SAN DIEGO – Percutaneous transluminal venous angioplasty – also known as "liberation therapy" – doesn’t help people with multiple sclerosis and may increase MS brain activity in the short term, according to a small, randomized, sham-controlled trial from the State University of New York at Buffalo, the first randomized trial to investigate the procedure.
It "was ineffective in correcting" chronic cerebrospinal venous insufficiency (CCSVI), the recently described condition it targets. "The results ... caution against widespread adoption of venous angioplasty in the management of patients with MS outside of rigorous clinical trials," the investigators concluded.
The findings follow a recent Food and Drug Administration warning that PTVA (percutaneous transluminal venous angioplasty) can cause deaths and injuries, including strokes, damage to the treated vein, blood clots, cranial nerve damage, abdominal bleeding, and detachment and migration of stents.
The idea is to use balloon angioplasty and stents to widen veins in the chests and necks that appear to be narrowed in some MS patients. Proponents of the procedure say that those narrowed veins impair blood flow and lead to disease progression. The researchers who discovered the problem dubbed it CCSVI. A cottage industry has since sprung up to offer PTVA to MS patients.
The FDA noted in its warning that there have been no "controlled ... rigorously conducted, properly targeted" studies of the issue; that may have changed when Dr. Robert Zivadinov, a professor in the department of neurology at SUNY-Buffalo, presented his team’s findings at the annual meeting of the American Academy of Neurology.

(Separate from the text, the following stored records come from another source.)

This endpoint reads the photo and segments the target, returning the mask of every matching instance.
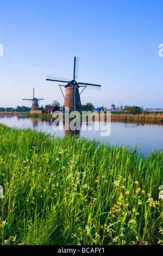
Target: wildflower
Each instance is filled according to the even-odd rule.
[[[112,241],[114,242],[114,243],[116,243],[117,242],[117,241],[118,241],[118,236],[115,236],[114,237],[114,239],[113,239]]]
[[[141,200],[138,200],[138,204],[139,204],[140,205],[141,205],[142,204],[142,202]]]
[[[140,188],[138,187],[138,188],[136,190],[136,193],[139,193],[140,190],[141,190]]]
[[[149,203],[149,202],[150,201],[153,201],[153,198],[148,198],[148,199],[147,200],[147,201],[146,201],[146,203]]]
[[[116,180],[113,182],[116,187],[118,187],[120,185],[120,180]]]

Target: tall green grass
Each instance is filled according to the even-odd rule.
[[[0,243],[162,244],[162,162],[1,124]]]

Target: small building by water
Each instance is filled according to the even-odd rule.
[[[55,105],[49,106],[45,108],[44,111],[45,114],[53,114],[54,111],[58,111],[59,110],[60,110],[60,109],[58,106],[57,105]]]

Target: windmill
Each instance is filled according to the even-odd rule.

"When you reopened those veins in the neck, I think something happened in reperfusing the brain and re-exacerbating disease activity. The message of this is clear. The majority of patients who are relapsing-remitting should not undergo this treatment," he said in an interview.
Ten patients got PTVA in the first phase of the study. The second phase randomized 9 to PTVA and 10 to a sham intervention. Most had relapsing-remitting MS.
There were no MS relapses in the first phase, but PTVA patients had more relapses (4 vs. 1; P = .389) and more MRI disease activity (cumulative number of new contrast-enhancing lesions (19 vs. 3; P = .062) and new T2 lesions (17 vs. 3; P = .066) in the 6 months following treatment in phase II.
PTVA patients also didn’t fare any better on Expanded Disability Status Scale (EDSS) scores, Multiple Sclerosis Functional Composite scores, 6-minute walk tests, or measures of cognition and quality of life.
"We chose very active patients who had one relapse in the previous year or [gadolinium-] enhancing lesions in the 3 months before. The sample size is small, but [more than half] of patients in the treatment group showed increased activity," Dr. Zivadinov said.
The majority of the subjects were women. On average, they were about 45 years old, had been diagnosed with MS for 11 years, and were mildly to moderately disabled (mean EDSS score about 4). Most were on interferon, glatiramer acetate, or both.
Venous angioplasty didn’t cause any serious complications, and it restored venous outflow to at least 50% of normal in most patients. Phase I patients had a better than 75% improvement overall. Phase II patients had less benefit; there were no differences in venous hemodynamic insufficiency scores between treated and sham patients.
The treatment "failed to provide any sustained improvement in venous outflow as measured through duplex and/or clinical and MRI outcomes," and "more sizable changes in venous outflow [were] associated with increased disease activity primarily noted on MRI," Dr. Zivadinov and his colleagues concluded.
The work was funded primarily by SUNY-Buffalo’s Neuroimaging Analysis Center and Baird MS Research Center. Dr. Zivadinov receives personal compensation from Teva Pharmaceuticals, Biogen Idec, EMD Serono, Bayer, Genzyme-Sanofi, Novartis, Bracco Imaging, and Questcor Pharmaceuticals.